The first case concerns a 57-year-old female, who developed an itching swelling in the red part of a tattoo on the left arm. Histology of a punch biopsy showed a pseudolymphomatous reaction. This plaque-like allergic reaction was successfully treated with intralesional injection of corticosteroids.

The second case concerns a 50-year-old female, who developed an extensive painful ulceration in the red part of a tattoo on the lateral part of her right ankle. Treatment included compression bandaging, adequate wound care and analgesia. The third case involved a 57-year-old male, who visited the department of dermatology because of an itching skin lesion in a black tattoo. Histology of a punch biopsy revealed a nodular basal cell carcinoma. Surgical excision was performed. The fourth case concerns a 27-year-old male with psoriasis vulgaris. Two weeks before he got a tattoo on his lower left arm, causing a local exacerbation of psoriasis in the tattoo.

Conclusion

Here we described four cases of cutaneous adverse reactions to tattoos. Allergic reactions in tattoos can present in a wide variety of clinical and histological patterns. The symptoms are often chronic itch and can appear weeks, months or years after placing the tattoo. Allergic reactions are uniformly manifested in one particular colour. Clinically, the reactions can present in a plaque-like, hyperkeratotic or rarely ulcerative or generalised reaction. In spite of changes to the compounds in tattoo inks, allergic reactions are still mostly observed to red ink. Treatment options are topical corticosteroids, intralesional injection of corticosteroids, laser treatment or dermatome shaving.

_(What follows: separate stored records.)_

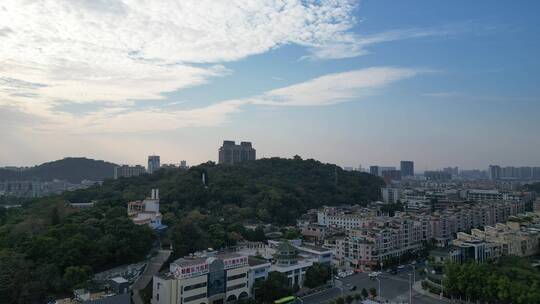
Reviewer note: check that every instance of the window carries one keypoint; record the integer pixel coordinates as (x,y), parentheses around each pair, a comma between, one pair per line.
(195,297)
(238,286)
(235,277)
(195,286)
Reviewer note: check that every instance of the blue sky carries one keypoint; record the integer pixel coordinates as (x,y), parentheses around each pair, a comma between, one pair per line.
(442,83)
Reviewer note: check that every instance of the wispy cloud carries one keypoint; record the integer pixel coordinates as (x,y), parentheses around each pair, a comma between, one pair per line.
(334,88)
(89,50)
(446,94)
(322,91)
(347,44)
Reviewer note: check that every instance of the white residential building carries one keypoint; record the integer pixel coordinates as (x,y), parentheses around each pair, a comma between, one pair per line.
(146,212)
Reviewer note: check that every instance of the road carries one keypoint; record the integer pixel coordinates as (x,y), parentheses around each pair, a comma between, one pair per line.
(394,289)
(152,268)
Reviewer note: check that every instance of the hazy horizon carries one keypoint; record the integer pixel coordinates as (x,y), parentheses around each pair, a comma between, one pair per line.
(440,83)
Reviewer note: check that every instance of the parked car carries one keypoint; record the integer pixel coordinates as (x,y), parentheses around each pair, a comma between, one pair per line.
(374,274)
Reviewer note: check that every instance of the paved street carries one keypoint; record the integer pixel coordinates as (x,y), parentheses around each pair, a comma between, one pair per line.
(394,289)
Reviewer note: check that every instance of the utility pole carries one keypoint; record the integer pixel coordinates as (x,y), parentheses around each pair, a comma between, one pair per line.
(335,176)
(379,293)
(410,289)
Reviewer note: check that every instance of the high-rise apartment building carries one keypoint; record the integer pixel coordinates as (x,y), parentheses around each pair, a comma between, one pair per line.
(407,168)
(494,172)
(153,163)
(230,153)
(128,171)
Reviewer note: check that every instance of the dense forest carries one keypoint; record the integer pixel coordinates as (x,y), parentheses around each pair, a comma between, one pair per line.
(72,169)
(47,248)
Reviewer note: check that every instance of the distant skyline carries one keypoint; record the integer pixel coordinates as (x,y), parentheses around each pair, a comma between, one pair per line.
(373,82)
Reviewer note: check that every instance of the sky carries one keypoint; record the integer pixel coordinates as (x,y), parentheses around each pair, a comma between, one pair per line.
(370,82)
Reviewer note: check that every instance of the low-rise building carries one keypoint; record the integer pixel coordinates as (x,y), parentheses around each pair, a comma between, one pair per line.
(209,279)
(289,263)
(146,212)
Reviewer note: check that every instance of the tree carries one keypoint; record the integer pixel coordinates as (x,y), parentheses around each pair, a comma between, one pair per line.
(365,293)
(76,275)
(275,287)
(317,275)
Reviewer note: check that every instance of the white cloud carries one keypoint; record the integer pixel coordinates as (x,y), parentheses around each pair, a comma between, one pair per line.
(334,88)
(347,44)
(113,52)
(96,50)
(325,90)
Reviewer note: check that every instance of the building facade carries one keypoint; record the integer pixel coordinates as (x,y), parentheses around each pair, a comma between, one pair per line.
(230,153)
(407,168)
(153,163)
(128,171)
(211,279)
(146,212)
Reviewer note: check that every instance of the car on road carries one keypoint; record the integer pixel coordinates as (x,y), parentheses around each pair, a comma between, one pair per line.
(374,274)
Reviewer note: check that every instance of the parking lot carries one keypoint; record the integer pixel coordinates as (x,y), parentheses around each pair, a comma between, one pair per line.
(394,289)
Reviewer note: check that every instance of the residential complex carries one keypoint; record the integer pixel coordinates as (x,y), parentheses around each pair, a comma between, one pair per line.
(230,153)
(407,168)
(153,163)
(128,171)
(372,237)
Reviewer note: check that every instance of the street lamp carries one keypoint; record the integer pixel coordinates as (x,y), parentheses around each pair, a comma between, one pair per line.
(379,293)
(410,289)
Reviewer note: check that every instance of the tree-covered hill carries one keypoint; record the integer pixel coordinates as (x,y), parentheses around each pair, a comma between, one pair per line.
(72,169)
(47,248)
(274,190)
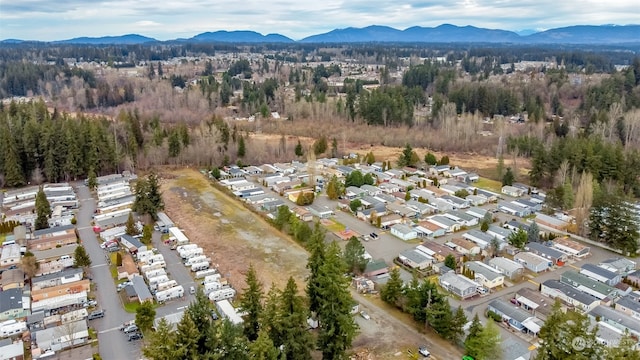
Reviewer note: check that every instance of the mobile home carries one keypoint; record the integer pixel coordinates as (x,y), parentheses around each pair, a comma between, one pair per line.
(200,266)
(170,294)
(222,294)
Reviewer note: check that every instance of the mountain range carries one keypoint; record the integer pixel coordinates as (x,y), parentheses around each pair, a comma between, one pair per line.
(446,33)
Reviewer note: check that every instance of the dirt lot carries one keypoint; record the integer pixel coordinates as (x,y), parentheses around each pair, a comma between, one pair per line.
(235,236)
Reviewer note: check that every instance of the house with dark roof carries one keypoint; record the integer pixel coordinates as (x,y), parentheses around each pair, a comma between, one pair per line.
(516,317)
(556,256)
(13,305)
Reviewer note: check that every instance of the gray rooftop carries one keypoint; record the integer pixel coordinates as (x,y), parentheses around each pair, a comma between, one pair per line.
(571,292)
(70,272)
(486,271)
(629,303)
(414,256)
(10,299)
(571,276)
(510,310)
(545,250)
(141,288)
(599,271)
(626,321)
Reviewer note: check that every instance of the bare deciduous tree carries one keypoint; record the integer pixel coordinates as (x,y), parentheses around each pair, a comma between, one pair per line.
(583,201)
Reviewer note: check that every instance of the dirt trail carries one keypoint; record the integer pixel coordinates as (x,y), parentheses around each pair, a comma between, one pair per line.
(234,235)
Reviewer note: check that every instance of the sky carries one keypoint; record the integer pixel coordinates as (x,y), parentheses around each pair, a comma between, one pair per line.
(47,20)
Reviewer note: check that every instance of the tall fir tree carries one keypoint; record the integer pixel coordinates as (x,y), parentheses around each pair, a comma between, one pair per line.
(251,303)
(43,210)
(296,340)
(316,247)
(337,325)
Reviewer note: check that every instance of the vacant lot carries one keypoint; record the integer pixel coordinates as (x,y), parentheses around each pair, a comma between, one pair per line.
(233,236)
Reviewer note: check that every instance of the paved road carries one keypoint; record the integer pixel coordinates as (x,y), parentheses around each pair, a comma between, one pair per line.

Despite strict hygiene protocols, infections remain the most frequently occurring adverse event. Autoimmune and other inflammatory skin diseases can be localized in tattoos, such as lichen planus, psoriasis, lupus erythematosus, vitiligo and sarcoidosis. The induction of these skin disorders can partly be explained by the trauma caused by the process of tattooing: the Koebner phenomenon. The number of reported skin cancers in tattoos is low. As yet, the association between skin cancer and tattoo has to be considered as coincidental.